Nazi memorabilia available for purchase at St. Jacobs antique market
While there may not be anything illegal about it, the idea of Nazi memorabilia being sold at a St. Jacobs antique store is leaving a foul taste in some mouths.
A letter signed by Adolf Hitler, items bearing swastikas and a ring belonging to an S.S. officer are among the goods for sale from one vendor at Market Road Antiques.
Rabbi Moshe Goldman, a Waterloo-based rabbi, says he received a complaint about the display.
“It boggles my mind and it sickens me that somebody wants to use this to make a buck,” he said in an interview.
“You should not be making your living off of evil.”

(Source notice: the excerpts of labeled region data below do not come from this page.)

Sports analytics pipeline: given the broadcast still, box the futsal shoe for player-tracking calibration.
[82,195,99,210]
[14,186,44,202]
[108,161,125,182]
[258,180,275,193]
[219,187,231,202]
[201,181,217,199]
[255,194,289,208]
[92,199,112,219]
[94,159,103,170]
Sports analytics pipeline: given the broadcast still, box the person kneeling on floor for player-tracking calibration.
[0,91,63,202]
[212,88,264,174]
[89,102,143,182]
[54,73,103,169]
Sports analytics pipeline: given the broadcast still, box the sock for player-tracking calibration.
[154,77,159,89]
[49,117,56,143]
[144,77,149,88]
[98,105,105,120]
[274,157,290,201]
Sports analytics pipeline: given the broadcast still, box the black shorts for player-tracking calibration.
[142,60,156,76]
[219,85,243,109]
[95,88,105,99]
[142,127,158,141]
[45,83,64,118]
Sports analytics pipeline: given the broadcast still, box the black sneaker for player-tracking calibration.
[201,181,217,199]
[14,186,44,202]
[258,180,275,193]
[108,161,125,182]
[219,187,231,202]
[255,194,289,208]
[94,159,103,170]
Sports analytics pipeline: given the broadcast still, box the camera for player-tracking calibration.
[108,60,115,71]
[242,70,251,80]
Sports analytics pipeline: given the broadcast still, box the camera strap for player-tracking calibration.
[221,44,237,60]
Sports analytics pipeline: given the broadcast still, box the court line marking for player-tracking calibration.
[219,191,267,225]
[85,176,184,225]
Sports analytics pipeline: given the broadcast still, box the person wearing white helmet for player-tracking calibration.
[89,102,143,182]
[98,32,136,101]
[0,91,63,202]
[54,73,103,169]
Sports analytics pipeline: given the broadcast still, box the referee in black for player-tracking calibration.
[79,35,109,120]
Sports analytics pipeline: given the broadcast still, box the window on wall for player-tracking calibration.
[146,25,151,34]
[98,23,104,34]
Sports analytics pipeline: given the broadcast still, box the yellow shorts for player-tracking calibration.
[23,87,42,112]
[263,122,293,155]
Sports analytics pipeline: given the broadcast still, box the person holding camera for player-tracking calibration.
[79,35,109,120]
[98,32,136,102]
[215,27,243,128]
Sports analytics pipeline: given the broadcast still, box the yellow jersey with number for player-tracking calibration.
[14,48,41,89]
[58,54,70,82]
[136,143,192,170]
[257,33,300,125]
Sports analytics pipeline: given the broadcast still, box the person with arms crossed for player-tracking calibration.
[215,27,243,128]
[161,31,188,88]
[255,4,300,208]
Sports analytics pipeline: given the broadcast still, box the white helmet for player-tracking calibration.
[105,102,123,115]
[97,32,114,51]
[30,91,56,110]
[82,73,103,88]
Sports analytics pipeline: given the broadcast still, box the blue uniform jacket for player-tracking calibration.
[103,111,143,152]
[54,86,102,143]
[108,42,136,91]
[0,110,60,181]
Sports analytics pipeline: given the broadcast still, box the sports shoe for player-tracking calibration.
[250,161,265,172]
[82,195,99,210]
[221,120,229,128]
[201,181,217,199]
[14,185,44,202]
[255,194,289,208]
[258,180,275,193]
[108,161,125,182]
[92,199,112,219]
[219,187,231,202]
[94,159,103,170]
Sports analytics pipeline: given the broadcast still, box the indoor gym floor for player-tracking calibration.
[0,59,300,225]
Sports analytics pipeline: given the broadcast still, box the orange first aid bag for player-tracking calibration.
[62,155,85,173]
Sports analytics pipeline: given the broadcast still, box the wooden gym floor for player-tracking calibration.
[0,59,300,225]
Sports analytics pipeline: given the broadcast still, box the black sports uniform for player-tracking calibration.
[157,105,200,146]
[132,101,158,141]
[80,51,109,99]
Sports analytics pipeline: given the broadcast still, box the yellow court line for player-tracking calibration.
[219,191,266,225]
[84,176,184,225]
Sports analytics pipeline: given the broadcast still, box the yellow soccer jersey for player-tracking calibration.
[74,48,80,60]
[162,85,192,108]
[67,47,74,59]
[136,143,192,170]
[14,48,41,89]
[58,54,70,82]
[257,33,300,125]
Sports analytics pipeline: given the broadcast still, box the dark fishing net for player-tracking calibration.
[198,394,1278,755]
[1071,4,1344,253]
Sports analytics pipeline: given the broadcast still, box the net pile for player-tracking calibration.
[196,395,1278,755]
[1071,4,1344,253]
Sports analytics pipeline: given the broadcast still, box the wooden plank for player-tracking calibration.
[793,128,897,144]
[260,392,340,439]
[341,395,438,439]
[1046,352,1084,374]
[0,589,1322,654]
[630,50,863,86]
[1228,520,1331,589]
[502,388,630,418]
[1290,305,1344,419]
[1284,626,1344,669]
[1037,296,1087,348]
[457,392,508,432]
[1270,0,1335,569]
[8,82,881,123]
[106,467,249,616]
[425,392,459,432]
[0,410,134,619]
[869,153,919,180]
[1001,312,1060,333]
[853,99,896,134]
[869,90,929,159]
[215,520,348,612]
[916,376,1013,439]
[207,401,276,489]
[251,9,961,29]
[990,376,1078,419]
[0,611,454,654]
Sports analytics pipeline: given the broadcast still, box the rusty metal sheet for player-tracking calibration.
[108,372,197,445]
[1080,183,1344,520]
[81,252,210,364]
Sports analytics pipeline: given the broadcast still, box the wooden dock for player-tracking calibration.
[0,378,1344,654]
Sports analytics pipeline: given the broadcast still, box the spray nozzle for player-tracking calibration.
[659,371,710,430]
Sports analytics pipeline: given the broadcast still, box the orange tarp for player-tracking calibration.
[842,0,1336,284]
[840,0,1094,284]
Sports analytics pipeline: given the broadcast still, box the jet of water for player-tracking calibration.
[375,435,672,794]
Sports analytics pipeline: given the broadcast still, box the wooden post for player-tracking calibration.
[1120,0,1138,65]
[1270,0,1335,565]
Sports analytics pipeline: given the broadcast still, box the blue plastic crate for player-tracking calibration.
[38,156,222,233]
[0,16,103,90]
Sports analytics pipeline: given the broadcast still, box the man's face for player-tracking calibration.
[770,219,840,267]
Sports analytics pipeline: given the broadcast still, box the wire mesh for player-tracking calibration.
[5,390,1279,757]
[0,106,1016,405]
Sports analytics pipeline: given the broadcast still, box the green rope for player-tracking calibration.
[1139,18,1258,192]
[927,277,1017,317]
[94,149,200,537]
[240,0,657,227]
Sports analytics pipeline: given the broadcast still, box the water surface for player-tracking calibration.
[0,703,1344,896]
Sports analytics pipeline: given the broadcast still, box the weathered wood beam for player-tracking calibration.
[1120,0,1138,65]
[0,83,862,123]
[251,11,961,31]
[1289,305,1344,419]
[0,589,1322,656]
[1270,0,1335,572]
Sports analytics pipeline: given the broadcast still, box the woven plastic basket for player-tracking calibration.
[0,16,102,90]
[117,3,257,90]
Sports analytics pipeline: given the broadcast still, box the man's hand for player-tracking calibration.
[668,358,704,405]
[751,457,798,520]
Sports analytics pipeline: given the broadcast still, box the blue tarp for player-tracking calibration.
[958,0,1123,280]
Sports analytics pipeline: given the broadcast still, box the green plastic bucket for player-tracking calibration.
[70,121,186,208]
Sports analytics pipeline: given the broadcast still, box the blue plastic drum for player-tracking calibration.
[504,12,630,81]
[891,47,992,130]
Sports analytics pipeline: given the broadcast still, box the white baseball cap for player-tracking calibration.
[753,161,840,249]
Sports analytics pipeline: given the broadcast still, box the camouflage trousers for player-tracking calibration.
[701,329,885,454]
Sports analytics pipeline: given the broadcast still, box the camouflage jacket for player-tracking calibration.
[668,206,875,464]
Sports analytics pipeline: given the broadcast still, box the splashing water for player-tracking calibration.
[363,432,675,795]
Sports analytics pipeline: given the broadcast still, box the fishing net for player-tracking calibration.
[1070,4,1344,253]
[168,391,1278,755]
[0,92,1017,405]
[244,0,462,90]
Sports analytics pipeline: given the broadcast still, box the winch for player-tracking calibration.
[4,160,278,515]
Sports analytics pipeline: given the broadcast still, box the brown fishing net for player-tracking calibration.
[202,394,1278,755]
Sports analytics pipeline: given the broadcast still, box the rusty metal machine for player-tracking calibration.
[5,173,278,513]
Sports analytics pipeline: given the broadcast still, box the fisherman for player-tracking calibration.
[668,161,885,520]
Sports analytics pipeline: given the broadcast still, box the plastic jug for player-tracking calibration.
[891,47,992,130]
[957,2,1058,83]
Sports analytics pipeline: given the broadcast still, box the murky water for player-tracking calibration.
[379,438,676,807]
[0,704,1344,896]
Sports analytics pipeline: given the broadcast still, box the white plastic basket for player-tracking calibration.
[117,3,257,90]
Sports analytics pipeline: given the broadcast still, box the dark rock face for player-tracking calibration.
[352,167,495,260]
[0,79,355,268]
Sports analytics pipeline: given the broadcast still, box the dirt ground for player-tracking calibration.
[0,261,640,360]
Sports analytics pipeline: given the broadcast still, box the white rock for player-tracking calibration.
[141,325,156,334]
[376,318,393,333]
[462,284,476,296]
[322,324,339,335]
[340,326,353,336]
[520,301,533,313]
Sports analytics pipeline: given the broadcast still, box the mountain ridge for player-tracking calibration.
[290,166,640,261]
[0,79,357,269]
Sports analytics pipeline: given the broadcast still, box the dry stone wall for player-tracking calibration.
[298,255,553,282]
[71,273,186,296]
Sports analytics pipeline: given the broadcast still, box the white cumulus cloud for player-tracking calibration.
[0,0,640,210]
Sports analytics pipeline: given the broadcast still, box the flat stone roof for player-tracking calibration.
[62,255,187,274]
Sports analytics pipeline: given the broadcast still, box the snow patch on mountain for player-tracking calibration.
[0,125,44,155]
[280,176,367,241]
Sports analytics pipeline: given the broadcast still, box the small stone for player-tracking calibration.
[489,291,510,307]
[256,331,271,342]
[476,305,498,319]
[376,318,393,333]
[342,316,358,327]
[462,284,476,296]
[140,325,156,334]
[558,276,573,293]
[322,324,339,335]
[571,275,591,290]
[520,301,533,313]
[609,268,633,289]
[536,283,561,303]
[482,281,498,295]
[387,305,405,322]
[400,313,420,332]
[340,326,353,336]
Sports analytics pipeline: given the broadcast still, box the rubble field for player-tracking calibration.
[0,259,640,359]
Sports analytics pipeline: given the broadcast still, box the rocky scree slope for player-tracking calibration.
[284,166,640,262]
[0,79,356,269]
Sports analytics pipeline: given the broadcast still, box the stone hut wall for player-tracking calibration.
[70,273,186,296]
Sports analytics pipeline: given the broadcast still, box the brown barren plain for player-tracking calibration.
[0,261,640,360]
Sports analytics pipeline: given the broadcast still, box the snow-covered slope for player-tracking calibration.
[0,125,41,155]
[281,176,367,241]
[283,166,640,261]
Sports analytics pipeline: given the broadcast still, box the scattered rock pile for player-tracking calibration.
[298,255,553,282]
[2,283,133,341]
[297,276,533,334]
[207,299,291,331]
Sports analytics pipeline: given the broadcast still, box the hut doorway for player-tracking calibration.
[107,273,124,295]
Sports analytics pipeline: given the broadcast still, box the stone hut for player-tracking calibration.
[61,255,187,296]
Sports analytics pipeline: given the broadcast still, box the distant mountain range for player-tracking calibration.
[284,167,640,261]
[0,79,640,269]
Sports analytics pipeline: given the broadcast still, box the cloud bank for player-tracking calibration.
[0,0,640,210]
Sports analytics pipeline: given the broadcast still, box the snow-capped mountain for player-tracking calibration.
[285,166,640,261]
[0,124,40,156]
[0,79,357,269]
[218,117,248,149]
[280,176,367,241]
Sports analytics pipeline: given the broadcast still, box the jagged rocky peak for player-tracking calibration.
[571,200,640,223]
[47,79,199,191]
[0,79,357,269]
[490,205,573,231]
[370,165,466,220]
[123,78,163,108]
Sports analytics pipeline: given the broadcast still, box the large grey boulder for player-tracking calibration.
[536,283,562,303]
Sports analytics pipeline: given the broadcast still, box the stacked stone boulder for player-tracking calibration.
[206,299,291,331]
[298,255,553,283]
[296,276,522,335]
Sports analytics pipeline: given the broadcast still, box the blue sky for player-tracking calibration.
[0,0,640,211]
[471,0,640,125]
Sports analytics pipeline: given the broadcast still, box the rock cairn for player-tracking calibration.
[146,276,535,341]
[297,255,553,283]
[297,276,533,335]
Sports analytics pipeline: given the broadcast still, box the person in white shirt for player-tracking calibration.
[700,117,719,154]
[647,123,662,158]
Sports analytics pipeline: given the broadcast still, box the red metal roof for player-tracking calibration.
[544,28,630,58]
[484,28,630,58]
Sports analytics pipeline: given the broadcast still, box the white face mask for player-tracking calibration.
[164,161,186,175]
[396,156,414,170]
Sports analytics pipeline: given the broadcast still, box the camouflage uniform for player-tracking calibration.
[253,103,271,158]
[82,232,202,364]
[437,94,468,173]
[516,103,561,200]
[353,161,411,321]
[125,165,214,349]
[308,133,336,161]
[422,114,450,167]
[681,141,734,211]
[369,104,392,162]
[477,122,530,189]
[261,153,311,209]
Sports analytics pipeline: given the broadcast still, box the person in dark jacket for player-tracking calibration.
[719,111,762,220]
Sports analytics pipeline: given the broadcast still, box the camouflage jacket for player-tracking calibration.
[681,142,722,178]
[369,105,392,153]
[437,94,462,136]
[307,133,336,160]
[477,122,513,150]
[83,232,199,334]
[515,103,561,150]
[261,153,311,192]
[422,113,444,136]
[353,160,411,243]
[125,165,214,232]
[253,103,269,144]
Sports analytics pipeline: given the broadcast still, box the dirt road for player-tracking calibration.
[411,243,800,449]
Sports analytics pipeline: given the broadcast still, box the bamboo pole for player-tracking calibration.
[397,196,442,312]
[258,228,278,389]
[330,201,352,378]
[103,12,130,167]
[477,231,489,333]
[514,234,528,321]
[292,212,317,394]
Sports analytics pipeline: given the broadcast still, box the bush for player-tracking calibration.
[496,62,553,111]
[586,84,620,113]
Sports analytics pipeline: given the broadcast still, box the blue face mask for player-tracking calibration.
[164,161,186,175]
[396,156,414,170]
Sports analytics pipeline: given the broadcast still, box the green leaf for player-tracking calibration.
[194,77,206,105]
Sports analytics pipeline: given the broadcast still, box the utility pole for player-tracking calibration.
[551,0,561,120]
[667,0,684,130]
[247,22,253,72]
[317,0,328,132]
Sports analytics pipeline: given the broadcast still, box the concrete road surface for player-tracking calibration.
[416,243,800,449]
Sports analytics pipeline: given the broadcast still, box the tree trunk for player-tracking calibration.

Under the Criminal Code of Canada, it is illegal to advocate genocide, or publicly promote or incite hatred against a group.
It is unclear if that would apply to selling items like those available in St. Jacobs.
Waterloo Regional Police say they consider swastikas to be “hate-based” symbols, but can’t comment on this specific case unless they receive a formal complaint.
Reached by phone, the current owner of the items said military paraphernalia is one of the few areas in which antique dealers can still make money.
“I don’t see the big fuss about this,” Mike McMillin said.
“I think we’ve persecuted the Germans long enough.”
McMillin isn’t the only vendor selling Nazi items at Market Road Antiques.
A medal decorated with a swastika, cufflinks and an old copy of Mein Kampf were among the pieces spotted Thursday by a CTV News camera.
The manager of the shop says the decision to allow the items was a difficult one – and an “amazing” number of people show interest in items of that type.
“This is an antiques store. This is part of history – that’s why we choose to have it in the store,” Bev Nielson said.
“It’s a sensitive topic – we totally get that – but it is history. They teach it in the schools.”
People browsing the market had a mixed reaction to the items, with most saying they wouldn’t want to buy the items themselves, but could understand why others might be interested.
“I understand the idea of wanting to collect something that’s part of history, even if it’s a dark part of history,” said Paul Ribeiro.
“They tried to destroy our way of life, and we beat them. It’s just history – look at it as just that,” added Howie Clark.
Goldman says he doesn’t want to see the items sold, and would rather see them donated to a museum than destroyed.